Following up on my earlier post “Selling the Cloud,” one of the first things providers need to do in order to close the deal is educate prospective clients on how to buy the cloud. Despite all the hoopla in recent years, cloud computing is still relatively new, and many users are still growing accustomed to its capabilities and operational behavior.

Until now, cloud services and infrastructure tended to sell itself. After all, it’s cheaper, more flexible and, believe it or not, more reliable than traditional enterprise infrastructure. In the coming years, however, more and more users will look past those benefits and start asking themselves: “How can the cloud help achieve my goals?”

This is where the challenge begins because it will be up to the provider (or systems developer in the case of private cloud infrastructure) to help define what those goals are and then implement the proper services and resources to accommodate them — to teach prospective clients how to buy the cloud.
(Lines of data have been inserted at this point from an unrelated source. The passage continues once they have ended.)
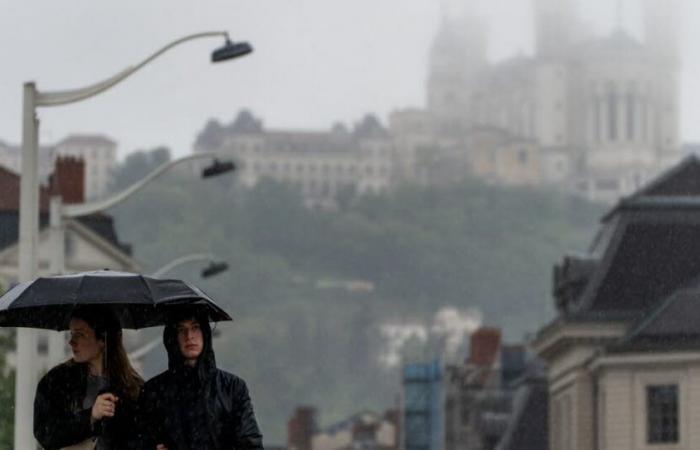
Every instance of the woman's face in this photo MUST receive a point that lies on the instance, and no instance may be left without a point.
(83, 342)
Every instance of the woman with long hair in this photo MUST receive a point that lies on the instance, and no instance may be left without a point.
(90, 400)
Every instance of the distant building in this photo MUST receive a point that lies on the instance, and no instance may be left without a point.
(91, 242)
(624, 350)
(598, 116)
(98, 152)
(11, 158)
(362, 431)
(323, 165)
(100, 156)
(463, 406)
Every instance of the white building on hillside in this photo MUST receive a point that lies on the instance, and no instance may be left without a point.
(100, 156)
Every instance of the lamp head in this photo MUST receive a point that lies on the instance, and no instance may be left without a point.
(214, 268)
(217, 168)
(231, 50)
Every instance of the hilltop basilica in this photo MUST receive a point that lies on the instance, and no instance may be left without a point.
(595, 116)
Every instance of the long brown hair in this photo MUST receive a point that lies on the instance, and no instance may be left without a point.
(120, 372)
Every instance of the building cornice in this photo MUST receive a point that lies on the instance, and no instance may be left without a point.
(637, 359)
(562, 334)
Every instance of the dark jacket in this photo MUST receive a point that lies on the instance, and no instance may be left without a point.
(202, 408)
(60, 419)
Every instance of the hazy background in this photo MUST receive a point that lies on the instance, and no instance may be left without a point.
(316, 61)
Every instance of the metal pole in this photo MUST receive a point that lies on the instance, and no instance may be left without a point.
(28, 237)
(56, 267)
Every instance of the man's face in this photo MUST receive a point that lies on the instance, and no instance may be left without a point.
(190, 340)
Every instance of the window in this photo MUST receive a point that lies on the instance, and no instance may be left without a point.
(630, 115)
(612, 113)
(522, 156)
(662, 414)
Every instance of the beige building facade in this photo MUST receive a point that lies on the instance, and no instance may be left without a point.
(623, 353)
(602, 112)
(321, 164)
(100, 156)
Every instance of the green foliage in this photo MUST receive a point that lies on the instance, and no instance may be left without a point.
(297, 340)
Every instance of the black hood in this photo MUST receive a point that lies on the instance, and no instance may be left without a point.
(206, 364)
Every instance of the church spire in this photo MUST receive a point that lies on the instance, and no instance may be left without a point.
(619, 14)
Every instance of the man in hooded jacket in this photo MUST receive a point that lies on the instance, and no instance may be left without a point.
(193, 404)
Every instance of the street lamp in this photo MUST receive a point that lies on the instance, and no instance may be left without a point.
(29, 209)
(216, 265)
(58, 212)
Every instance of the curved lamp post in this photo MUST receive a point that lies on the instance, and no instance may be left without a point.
(29, 208)
(216, 265)
(59, 212)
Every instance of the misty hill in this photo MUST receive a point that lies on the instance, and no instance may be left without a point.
(311, 291)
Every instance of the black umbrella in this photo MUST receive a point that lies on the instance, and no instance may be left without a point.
(138, 301)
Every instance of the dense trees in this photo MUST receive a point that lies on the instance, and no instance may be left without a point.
(299, 335)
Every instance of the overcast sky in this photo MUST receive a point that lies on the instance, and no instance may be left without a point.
(315, 61)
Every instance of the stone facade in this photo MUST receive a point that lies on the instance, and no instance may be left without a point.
(100, 156)
(623, 353)
(600, 115)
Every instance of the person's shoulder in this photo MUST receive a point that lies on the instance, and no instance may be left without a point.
(157, 380)
(63, 374)
(231, 381)
(66, 369)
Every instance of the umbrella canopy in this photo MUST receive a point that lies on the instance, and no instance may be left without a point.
(138, 301)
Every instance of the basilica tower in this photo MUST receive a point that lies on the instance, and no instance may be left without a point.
(457, 56)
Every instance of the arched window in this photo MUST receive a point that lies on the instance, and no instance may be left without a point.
(631, 116)
(612, 112)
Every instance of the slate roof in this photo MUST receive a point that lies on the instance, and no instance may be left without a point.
(653, 250)
(101, 224)
(528, 428)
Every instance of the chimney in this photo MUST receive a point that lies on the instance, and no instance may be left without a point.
(301, 427)
(68, 179)
(484, 345)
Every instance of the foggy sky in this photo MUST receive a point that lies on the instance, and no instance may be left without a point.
(316, 61)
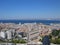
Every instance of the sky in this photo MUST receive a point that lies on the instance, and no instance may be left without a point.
(29, 9)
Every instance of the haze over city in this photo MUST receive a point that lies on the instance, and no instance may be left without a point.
(29, 9)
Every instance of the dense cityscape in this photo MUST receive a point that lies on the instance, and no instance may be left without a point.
(31, 33)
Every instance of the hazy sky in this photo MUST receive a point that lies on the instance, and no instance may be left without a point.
(29, 9)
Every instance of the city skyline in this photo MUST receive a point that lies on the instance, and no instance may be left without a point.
(29, 9)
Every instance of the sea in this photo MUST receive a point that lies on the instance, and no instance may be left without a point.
(31, 21)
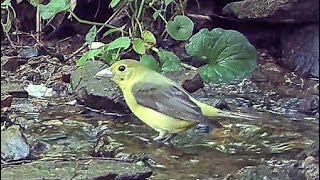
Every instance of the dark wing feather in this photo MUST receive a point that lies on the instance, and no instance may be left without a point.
(169, 100)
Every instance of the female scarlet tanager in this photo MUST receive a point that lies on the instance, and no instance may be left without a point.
(158, 101)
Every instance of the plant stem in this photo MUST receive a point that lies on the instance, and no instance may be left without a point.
(140, 10)
(160, 15)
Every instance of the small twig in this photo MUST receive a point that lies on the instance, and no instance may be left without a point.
(91, 23)
(85, 45)
(140, 10)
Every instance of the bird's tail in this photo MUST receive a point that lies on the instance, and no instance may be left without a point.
(236, 115)
(212, 112)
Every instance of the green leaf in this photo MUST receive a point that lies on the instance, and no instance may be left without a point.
(228, 53)
(121, 42)
(138, 46)
(156, 14)
(89, 55)
(170, 62)
(150, 62)
(91, 35)
(114, 3)
(111, 57)
(180, 28)
(148, 37)
(53, 7)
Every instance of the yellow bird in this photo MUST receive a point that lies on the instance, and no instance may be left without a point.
(158, 101)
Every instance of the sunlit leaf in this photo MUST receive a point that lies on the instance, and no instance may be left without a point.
(228, 53)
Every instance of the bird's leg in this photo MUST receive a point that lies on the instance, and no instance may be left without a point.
(161, 136)
(169, 137)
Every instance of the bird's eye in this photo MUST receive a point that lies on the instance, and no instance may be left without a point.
(122, 68)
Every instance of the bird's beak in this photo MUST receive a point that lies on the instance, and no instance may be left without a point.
(104, 73)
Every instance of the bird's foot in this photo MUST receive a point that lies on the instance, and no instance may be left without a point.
(169, 138)
(163, 138)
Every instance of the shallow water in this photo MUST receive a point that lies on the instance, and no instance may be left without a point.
(192, 155)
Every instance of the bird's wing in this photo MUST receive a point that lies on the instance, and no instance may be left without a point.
(167, 99)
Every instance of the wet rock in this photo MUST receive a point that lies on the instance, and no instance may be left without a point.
(188, 79)
(87, 169)
(94, 93)
(300, 49)
(14, 89)
(11, 63)
(275, 11)
(28, 52)
(13, 144)
(311, 168)
(310, 106)
(275, 171)
(66, 73)
(6, 101)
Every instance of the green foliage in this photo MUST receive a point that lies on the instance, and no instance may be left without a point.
(89, 55)
(91, 35)
(150, 62)
(6, 5)
(169, 61)
(53, 7)
(138, 45)
(121, 42)
(147, 40)
(114, 3)
(228, 53)
(180, 28)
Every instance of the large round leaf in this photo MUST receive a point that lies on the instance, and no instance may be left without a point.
(228, 53)
(180, 28)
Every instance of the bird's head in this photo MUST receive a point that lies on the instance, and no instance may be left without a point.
(121, 72)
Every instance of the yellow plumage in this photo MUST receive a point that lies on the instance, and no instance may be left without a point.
(158, 101)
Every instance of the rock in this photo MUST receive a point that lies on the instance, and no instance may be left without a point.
(11, 63)
(66, 73)
(94, 93)
(311, 168)
(87, 169)
(270, 171)
(275, 11)
(14, 89)
(191, 81)
(310, 106)
(300, 49)
(28, 52)
(6, 101)
(13, 144)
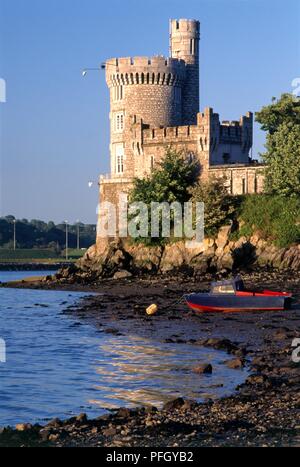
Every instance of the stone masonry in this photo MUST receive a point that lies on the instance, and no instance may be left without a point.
(154, 104)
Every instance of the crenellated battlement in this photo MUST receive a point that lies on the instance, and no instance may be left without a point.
(157, 70)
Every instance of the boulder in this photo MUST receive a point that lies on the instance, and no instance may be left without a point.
(173, 257)
(205, 368)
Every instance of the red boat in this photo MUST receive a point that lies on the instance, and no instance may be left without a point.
(231, 295)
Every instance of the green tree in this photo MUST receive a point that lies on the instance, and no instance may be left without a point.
(170, 180)
(281, 120)
(219, 206)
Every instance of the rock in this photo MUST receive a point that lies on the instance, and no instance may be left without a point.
(173, 404)
(53, 437)
(55, 423)
(123, 412)
(111, 331)
(235, 363)
(110, 431)
(189, 404)
(173, 257)
(23, 427)
(206, 368)
(123, 274)
(45, 433)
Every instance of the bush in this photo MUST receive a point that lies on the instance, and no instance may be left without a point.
(277, 218)
(169, 182)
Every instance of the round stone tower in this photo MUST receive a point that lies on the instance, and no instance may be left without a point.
(184, 44)
(149, 88)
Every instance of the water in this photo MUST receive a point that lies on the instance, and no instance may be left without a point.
(58, 366)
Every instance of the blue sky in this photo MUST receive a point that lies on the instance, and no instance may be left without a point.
(54, 126)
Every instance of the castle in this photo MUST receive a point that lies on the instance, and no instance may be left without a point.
(154, 104)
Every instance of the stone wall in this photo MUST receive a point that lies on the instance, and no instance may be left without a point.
(215, 254)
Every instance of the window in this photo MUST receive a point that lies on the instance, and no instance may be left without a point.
(119, 121)
(118, 93)
(119, 158)
(223, 289)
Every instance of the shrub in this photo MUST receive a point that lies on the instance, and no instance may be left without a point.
(277, 218)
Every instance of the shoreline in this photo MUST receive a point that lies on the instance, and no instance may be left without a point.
(264, 411)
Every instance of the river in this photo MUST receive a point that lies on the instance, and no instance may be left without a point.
(57, 366)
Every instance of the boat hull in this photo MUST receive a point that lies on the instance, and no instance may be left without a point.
(231, 303)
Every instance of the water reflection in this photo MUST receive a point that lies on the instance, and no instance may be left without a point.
(140, 371)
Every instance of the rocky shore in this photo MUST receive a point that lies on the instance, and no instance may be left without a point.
(265, 410)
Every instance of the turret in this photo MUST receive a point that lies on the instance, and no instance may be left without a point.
(184, 44)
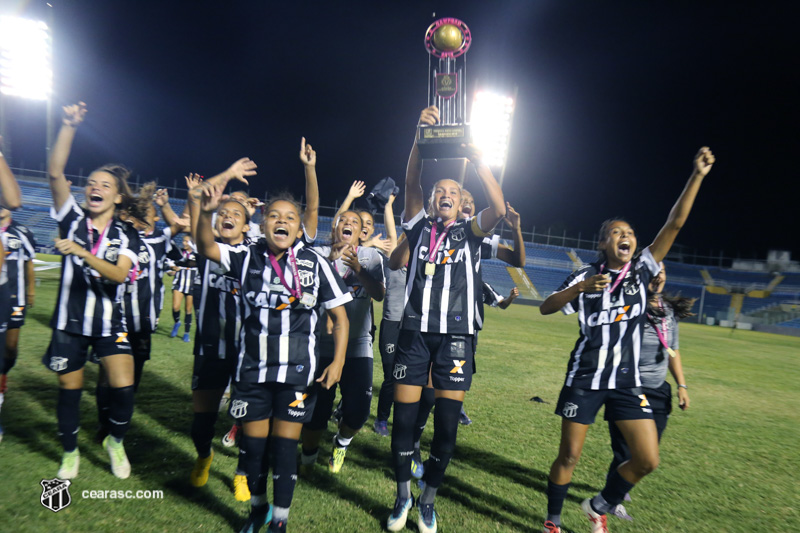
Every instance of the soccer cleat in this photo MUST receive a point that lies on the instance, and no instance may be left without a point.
(417, 467)
(427, 518)
(230, 438)
(381, 428)
(550, 527)
(397, 520)
(240, 489)
(257, 522)
(199, 475)
(70, 462)
(620, 512)
(337, 458)
(277, 527)
(598, 521)
(120, 466)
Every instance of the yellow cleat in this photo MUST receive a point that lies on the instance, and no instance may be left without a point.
(337, 459)
(199, 475)
(240, 489)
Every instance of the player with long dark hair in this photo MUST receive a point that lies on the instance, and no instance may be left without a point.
(660, 352)
(99, 251)
(283, 286)
(611, 299)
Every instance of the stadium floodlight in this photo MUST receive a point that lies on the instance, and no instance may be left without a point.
(25, 58)
(492, 116)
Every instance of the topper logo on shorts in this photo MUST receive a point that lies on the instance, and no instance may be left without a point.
(55, 494)
(617, 314)
(457, 369)
(399, 371)
(58, 364)
(238, 408)
(298, 402)
(570, 410)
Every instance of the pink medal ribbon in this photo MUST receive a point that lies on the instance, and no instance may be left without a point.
(662, 331)
(296, 292)
(90, 229)
(621, 276)
(436, 243)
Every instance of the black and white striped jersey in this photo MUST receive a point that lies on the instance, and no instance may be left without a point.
(278, 342)
(144, 290)
(20, 247)
(446, 301)
(219, 317)
(606, 355)
(359, 310)
(87, 303)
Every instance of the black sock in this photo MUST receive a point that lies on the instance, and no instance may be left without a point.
(284, 470)
(254, 450)
(445, 429)
(426, 402)
(556, 494)
(614, 492)
(203, 432)
(402, 439)
(103, 396)
(121, 411)
(68, 412)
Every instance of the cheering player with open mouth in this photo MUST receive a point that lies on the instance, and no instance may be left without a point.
(441, 301)
(610, 297)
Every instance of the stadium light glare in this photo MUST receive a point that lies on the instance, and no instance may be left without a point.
(25, 58)
(492, 116)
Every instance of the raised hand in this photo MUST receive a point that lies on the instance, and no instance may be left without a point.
(307, 154)
(242, 168)
(161, 198)
(512, 217)
(429, 116)
(357, 189)
(703, 161)
(193, 180)
(211, 196)
(350, 258)
(73, 114)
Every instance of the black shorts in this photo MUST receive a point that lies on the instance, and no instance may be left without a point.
(212, 371)
(67, 352)
(581, 405)
(450, 359)
(17, 318)
(260, 401)
(356, 386)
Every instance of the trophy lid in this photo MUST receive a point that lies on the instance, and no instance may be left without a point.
(448, 37)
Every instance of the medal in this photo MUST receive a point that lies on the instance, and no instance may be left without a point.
(308, 299)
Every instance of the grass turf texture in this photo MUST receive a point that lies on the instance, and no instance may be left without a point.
(727, 465)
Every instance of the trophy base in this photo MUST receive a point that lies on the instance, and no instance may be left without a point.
(443, 142)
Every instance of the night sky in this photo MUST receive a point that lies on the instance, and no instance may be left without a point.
(614, 100)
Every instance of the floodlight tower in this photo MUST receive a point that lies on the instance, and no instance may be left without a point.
(492, 118)
(26, 69)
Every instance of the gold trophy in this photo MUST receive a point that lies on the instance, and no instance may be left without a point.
(447, 40)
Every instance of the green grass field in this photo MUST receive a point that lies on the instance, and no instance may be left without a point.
(728, 464)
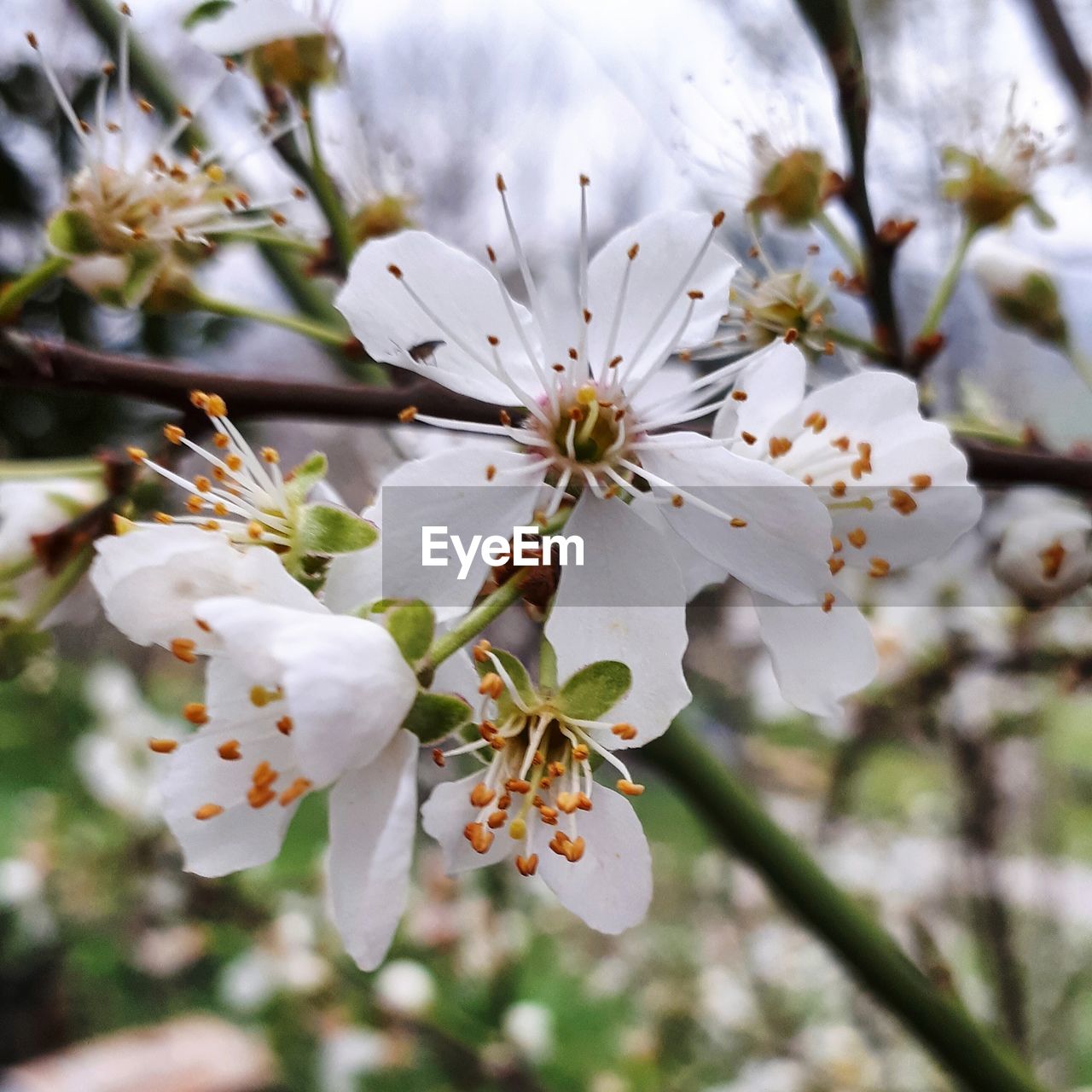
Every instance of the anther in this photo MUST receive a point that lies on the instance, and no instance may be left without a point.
(195, 713)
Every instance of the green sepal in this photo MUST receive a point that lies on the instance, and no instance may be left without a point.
(435, 717)
(303, 479)
(73, 233)
(20, 644)
(594, 690)
(206, 11)
(412, 626)
(326, 530)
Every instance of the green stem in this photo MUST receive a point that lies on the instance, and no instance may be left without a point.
(494, 605)
(845, 247)
(16, 293)
(869, 954)
(862, 346)
(59, 587)
(317, 331)
(326, 194)
(944, 293)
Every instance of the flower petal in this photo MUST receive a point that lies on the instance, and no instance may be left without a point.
(611, 887)
(151, 579)
(452, 490)
(253, 23)
(819, 656)
(373, 818)
(628, 603)
(773, 385)
(467, 305)
(444, 816)
(658, 280)
(242, 835)
(785, 537)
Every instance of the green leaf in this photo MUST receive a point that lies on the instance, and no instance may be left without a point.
(323, 529)
(515, 671)
(412, 626)
(594, 689)
(206, 11)
(303, 479)
(73, 233)
(433, 717)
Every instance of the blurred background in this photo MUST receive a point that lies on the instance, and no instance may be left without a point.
(955, 795)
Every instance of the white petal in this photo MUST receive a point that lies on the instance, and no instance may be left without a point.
(459, 292)
(773, 382)
(451, 490)
(611, 887)
(151, 579)
(627, 601)
(881, 409)
(669, 245)
(242, 835)
(818, 656)
(787, 538)
(373, 817)
(253, 23)
(444, 816)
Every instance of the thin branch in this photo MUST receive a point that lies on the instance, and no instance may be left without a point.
(38, 363)
(1066, 55)
(833, 24)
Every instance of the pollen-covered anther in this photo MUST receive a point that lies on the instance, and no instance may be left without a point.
(492, 685)
(229, 751)
(479, 837)
(195, 713)
(902, 502)
(293, 792)
(482, 794)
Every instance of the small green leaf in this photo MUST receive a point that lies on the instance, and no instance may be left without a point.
(73, 233)
(323, 529)
(433, 717)
(306, 476)
(594, 689)
(412, 626)
(515, 671)
(206, 11)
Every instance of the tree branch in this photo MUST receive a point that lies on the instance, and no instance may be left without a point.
(38, 363)
(1066, 55)
(833, 24)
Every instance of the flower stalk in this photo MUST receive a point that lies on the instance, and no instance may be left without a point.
(16, 293)
(866, 950)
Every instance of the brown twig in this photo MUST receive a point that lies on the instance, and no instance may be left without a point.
(1066, 55)
(831, 22)
(33, 363)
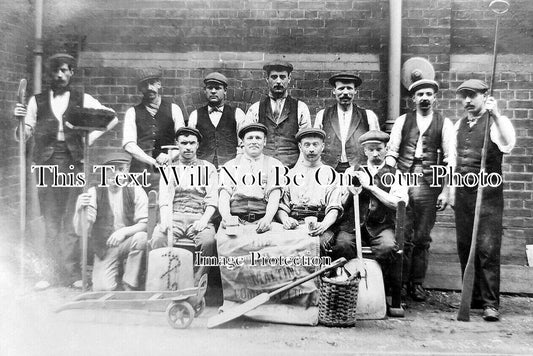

To do that, you’ll need to wade deeply into client’s business model(s), target markets, processes and, of course, their legacy infrastructure. The more you understand where they are at right now, the more you can guide the transition to a cloud-based data environment. Are they a web-facing organization? Then scalability will likely be key. A traditional commercial enterprise? Data and application offloading might be the ticket.

To that end, it’s no wonder we’re starting to see the rise of cloud platforms tailored to specific verticals like healthcare and ecommerce. These are prime examples of what I was talking about earlier when I said providers need to focus on solutions to real-world problems, not just the nifty new technology.

For the most part, data and infrastructure needs can be categorized as short-, medium- and long-term problems. A short-term problem may be the need for additional storage to offload legacy data and applications. Medium-term may be a full dev/ops environment for performance evaluation. Long-term might see the need for an entire virtual data center, complete with mirrored backup to one or more alternate cloud sites.

The foot in the door, of course, is the short-term need. These are usually the most well-defined and can (hopefully) be addressed by existing services or platform offerings. If not, it’s probably time for a conversation between the front office, sales, marketing and development on how to expand the product line-up.

The cloud, then, is not your typical enterprise solution in which specific needs are met by the latest technology or top-flight software. The cloud can be almost anything the user wants it to be, which provides a great deal of flexibility but at the same time requires a fair amount of guidance. The provider or platform developer is the only one who can provide that guidance, but only if they take the time to really understand the user’s point of view.

It’s the difference between forging relationships with clients, or partners.